Elliot: As far as shorting the stock, I believe that COPY is the core short in any portfolio. It may take a long time, but the stock will unequivocally wind up at zero. Unfortunately, I am not sure I would want to initiate a short position at these levels. I have to believe that Denis has at least one more trick up his sleeve. If not, there will still be plenty of time to short it as it goes from 4 to 3 to 2 to 1 to 0. I usually never short anything under 1 1/2 bucks due to onerous collateral requirments, but have made plenty off dogs that have hung a around 2 forever before making the final plunge. My last three were Edison Brothers, Caldor, and Bradlees. It ultimately took NYSE delisting for these to take their ultimate plunge under 1, but they were still deliciously shortable and frequently borrowable before then.
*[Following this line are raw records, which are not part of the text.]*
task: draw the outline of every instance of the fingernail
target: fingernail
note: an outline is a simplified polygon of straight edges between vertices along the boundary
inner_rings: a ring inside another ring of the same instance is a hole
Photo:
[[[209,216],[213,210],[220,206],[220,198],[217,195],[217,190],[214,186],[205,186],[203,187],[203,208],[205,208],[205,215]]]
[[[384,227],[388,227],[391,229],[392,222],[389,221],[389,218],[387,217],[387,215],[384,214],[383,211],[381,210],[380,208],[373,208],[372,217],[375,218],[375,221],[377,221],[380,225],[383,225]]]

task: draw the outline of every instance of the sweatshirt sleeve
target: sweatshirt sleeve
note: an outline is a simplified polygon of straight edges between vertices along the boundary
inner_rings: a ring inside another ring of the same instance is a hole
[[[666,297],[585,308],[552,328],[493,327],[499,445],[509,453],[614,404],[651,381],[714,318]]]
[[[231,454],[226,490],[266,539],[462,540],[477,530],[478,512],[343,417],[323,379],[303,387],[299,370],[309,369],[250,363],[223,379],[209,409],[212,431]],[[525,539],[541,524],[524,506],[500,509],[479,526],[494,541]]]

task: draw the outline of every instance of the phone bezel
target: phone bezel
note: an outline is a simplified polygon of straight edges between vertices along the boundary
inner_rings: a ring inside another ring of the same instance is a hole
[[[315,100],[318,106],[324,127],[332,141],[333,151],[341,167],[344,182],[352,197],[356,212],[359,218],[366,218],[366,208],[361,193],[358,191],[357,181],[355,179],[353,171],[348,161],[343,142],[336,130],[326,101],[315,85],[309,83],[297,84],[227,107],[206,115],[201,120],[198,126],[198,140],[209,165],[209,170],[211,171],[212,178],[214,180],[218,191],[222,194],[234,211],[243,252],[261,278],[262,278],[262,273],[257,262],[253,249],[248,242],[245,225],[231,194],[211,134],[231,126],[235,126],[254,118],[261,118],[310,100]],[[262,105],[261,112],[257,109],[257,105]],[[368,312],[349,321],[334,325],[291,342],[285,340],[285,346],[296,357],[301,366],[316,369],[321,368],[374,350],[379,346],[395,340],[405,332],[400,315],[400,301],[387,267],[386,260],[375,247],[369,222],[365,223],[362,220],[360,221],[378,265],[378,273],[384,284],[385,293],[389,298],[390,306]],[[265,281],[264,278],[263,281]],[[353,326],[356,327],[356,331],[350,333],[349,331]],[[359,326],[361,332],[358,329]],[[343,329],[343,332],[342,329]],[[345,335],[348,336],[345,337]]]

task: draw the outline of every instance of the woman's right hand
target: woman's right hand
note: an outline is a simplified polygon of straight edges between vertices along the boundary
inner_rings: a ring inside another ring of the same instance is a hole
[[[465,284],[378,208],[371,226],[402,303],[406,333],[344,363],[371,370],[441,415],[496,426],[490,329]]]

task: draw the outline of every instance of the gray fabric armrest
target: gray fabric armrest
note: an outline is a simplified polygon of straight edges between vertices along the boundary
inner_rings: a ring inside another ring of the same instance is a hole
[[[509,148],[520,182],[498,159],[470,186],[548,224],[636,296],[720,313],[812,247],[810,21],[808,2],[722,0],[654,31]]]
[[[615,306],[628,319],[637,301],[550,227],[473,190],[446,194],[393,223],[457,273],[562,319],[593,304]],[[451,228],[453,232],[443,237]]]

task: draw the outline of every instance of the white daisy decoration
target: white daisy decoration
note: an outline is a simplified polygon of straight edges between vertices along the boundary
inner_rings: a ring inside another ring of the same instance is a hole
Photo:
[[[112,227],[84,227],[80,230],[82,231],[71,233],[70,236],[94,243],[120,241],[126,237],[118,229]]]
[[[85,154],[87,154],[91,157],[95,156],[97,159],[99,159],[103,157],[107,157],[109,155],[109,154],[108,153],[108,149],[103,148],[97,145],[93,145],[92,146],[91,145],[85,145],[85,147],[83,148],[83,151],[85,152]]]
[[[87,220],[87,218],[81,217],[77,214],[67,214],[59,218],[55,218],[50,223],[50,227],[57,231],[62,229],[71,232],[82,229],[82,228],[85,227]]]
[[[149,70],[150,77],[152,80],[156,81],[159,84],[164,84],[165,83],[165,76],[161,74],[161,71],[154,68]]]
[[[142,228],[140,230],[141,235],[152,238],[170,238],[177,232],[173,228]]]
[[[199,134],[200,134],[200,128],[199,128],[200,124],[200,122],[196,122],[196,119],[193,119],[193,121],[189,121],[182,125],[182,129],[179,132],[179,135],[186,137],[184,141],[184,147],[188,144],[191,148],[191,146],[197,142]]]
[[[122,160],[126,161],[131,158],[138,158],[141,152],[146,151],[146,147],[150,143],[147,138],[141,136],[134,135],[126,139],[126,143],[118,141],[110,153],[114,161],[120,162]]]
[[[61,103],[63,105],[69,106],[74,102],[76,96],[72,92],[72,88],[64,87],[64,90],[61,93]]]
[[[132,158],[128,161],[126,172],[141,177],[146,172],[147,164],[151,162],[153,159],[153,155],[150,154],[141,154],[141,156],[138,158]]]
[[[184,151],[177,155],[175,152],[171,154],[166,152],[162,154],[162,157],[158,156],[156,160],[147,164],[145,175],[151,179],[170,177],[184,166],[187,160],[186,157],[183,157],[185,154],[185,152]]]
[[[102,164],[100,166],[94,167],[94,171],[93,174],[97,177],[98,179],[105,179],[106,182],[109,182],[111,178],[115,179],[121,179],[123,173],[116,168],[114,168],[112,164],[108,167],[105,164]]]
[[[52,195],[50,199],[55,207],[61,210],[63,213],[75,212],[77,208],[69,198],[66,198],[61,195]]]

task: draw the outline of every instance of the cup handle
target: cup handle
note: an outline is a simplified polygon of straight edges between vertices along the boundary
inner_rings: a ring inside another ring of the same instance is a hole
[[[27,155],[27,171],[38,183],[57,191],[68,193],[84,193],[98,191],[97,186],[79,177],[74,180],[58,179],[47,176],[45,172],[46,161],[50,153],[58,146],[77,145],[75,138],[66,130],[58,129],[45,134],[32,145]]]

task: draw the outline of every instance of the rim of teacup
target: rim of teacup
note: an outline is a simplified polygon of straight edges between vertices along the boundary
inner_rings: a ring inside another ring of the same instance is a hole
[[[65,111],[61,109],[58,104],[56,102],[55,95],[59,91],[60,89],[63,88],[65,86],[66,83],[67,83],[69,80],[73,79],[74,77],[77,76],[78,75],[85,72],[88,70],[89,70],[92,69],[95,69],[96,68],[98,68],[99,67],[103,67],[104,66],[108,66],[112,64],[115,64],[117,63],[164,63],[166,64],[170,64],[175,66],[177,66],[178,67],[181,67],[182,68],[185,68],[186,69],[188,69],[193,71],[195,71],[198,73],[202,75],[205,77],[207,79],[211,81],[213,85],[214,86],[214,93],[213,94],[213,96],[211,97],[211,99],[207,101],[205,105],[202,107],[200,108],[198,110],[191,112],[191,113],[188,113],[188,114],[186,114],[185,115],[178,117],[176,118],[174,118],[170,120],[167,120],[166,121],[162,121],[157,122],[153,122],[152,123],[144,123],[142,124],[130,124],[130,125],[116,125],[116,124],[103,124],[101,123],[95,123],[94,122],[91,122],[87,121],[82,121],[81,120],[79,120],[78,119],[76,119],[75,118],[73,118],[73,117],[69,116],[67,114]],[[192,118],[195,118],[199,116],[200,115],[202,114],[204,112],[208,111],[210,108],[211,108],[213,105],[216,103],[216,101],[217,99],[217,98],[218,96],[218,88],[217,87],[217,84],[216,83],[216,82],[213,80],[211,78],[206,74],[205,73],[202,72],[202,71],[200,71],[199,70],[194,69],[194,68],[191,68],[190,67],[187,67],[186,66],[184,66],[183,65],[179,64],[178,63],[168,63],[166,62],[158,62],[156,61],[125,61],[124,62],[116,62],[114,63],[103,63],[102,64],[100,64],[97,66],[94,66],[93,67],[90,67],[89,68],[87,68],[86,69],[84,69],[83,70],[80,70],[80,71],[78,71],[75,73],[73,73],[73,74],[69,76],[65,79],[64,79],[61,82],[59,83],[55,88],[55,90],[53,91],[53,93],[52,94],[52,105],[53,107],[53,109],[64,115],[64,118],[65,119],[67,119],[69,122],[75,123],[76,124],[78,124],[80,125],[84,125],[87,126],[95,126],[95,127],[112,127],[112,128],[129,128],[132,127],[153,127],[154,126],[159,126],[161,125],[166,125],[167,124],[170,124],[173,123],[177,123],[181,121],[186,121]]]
In the case of COPY, being a Nasquack stock, its ultimate demise will come when Nasdaq boots it first from the National Market System to the small cap market, and then to the OTC bulletin board. (In fact, it may not even stop at the Nasdaq small cap market first.)



To: Ken G who wrote (1053)11/6/1997 1:58:00 PM
From: Tim Kenney  Respond to of 1320
 
TIM SEES THE LIGHT!

I want to humble myself before everyone, who has ever or will ever view this board, that I was WRONG on COPY. I chose to see darkness where there was light, and took unabashed sadistic pleasure in trying to destroy the dreams of Denis, Dom, and the Solv-Ex guy. I have come to realize after a recent painful experience that causing other people and companies (i.e. Solv-Ex, COPY, Diana) pain, is no way to lead one's life. One cannot overcome personal misery by trying to destroy the lives and livelihood's of others.

I guess the reason I chose to pick on COPY and its shareholders was because I took pleasure in the company of all the other naysayers here. My advice to you other bears is to seek help. See your priest or psychologist, or get your doctor to prescribe some of those new (legal) drugs. You cannot live happily by contributing to the misery of others. Take it from one that has been there. For those of you who have a quote record, you can witness that at 1:15 today I closed out my short position in COPY by purchasing 2000 shares at 4 1/16 and another 2000 at 4 1/8. And, I can tell you that I feel that a huge weight has been taken off my back. I may even be a buyer at these depressed prices, but I think I will take a night to sleep on it.

Sorry to all those I have hurt. Optimists are all brothers, and pessimist doomsayers are all destined to empty lives. They may at times profit, but they will never be happy. Love to all of Mankind!